いまになって唇が痛くなってきた。ほんのちょっと触れただけでヒリヒリする。
「ほんと涼ちゃんはいい反応するよねー」
おれの口に押しつけた激辛たこ焼きを美味しそうに頬張っている。すげぇ。尊敬する。……って間接キスじゃんそれ。
もしいま桜庭にキスしたら辛いのかな。
……はっ! なにを考えてるんだおれの煩悩は!!
「どうしたの涼ちゃん。ひとりで百面相して」
激辛を食べた桜庭の口はさっきよりずっと赤い。熟れた果実みたいに。
「な、なんでもない、本当になんでもないって!」
「慌てちゃって、変なの」
ぺろり、と舌先で舐めた。
あぁもうほんと心臓に悪い。わざとやってるんじゃないだろうな。やってそう、桜庭なら。

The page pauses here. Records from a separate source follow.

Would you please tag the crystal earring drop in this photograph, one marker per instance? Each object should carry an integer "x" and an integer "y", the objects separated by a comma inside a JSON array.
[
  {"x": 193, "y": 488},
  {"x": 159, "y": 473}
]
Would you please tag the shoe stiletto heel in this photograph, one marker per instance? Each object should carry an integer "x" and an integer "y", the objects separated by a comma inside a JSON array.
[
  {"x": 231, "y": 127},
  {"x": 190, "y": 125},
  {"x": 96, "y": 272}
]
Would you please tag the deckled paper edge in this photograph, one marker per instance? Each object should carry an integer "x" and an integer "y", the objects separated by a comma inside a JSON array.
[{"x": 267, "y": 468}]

想像以上に腹が減っていたらしく、あっという間にたこ焼きを食べ終えてしまった。ついでに昼飯を済ませようということになり、フードコート内にあるマックでそれぞれ好きなものを注文した。
おれも桜庭も運動するから人並み以上に食べる。メインのハンバーガーの他にポテトやチキンを二人前ずつ頼んだ。

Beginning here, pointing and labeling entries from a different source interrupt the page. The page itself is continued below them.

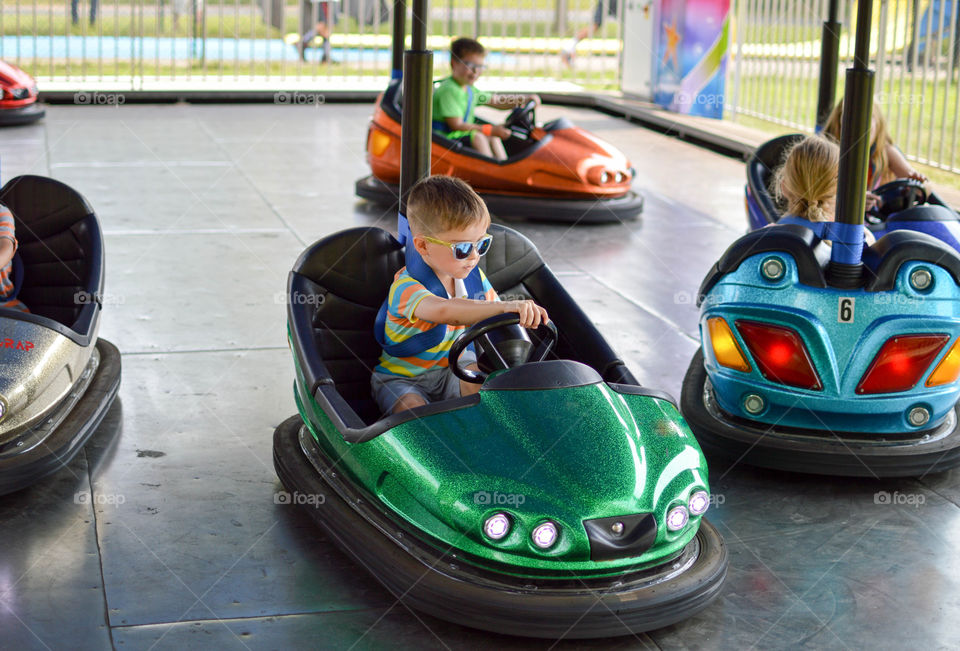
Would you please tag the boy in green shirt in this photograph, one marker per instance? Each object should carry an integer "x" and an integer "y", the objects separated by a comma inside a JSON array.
[{"x": 455, "y": 97}]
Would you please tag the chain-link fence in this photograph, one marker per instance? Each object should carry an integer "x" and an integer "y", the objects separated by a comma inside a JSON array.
[
  {"x": 146, "y": 43},
  {"x": 915, "y": 49}
]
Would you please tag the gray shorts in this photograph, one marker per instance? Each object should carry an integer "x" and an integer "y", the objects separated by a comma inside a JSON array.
[{"x": 435, "y": 384}]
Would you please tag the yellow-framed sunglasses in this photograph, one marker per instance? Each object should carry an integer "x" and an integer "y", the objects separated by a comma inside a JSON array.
[{"x": 462, "y": 250}]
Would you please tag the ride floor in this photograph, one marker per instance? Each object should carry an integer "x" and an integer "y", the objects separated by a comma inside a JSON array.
[{"x": 183, "y": 543}]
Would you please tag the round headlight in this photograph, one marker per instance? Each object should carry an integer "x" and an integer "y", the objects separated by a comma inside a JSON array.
[
  {"x": 545, "y": 535},
  {"x": 699, "y": 503},
  {"x": 677, "y": 518},
  {"x": 497, "y": 526}
]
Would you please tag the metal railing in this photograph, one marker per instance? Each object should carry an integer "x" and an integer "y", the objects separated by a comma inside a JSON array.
[
  {"x": 145, "y": 43},
  {"x": 915, "y": 52}
]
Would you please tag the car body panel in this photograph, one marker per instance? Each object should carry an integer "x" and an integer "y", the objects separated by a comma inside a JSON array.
[
  {"x": 840, "y": 351},
  {"x": 615, "y": 455}
]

「ところで来週から部活動の体験入部がはじまるんだよな」
一瞬、桜庭の動きが止まる。
「そうだったね。忘れてた」
1組と2組はスポーツ特待生が振り分けられる。クラス委員長である桜庭はその中でもトップクラスの
見学なんてしなくてもとっくに活動しているはずだ。
「涼ちゃんはどこか見に行くの?」
おれは。
苦笑いするしかない。
「バド部。それしかないから」
「だよねぇ。スポーツ特待生だと選択肢なんてあってないようなものだし」
おれの両親はともにバドミントンの選手だ。
小さいころから徹底的に技術を叩き込まれたお陰で地方大会までは無敗で勝ちぬけられるようになったけど、全国大会の舞台では二回戦敗退が関の山。
両親が言うにはジャンプ力はピカ一だけど背中が弱いらしい。バドミントンでは致命的だ。
「桜庭はもちろん水泳部だろ。おれ、自由形もいいけどバタフライのダイナミックな泳ぎ方も好きなんだ」
「こういう感じ?」
長い手足を伸ばして宙をかくようなポーズをとってくれる。
「そうそう。大会日程がかぶらなければ応援に行くよ。絶対に、約束する」
「ありがと。……でも、私」
急に下を向いてしまう。
どうしたんだろう。
「腹でも痛いのか?」
心配になって身を乗り出すと、
「あーん♪」
口の中にポテトを押し込まれた。
「おいしい?」
「うまいけど不意打ちはやめろよぉ」
「だって涼ちゃんがカワイイんだもん」
にこにこしている桜庭を睨みながらポテトを咀嚼する。うん、塩がきいてて旨い。
「おかわりいる? それとも私を味見してみる?」
いたずらっぽく舌を出したので丁重にお断りさせていただいた。かしこ。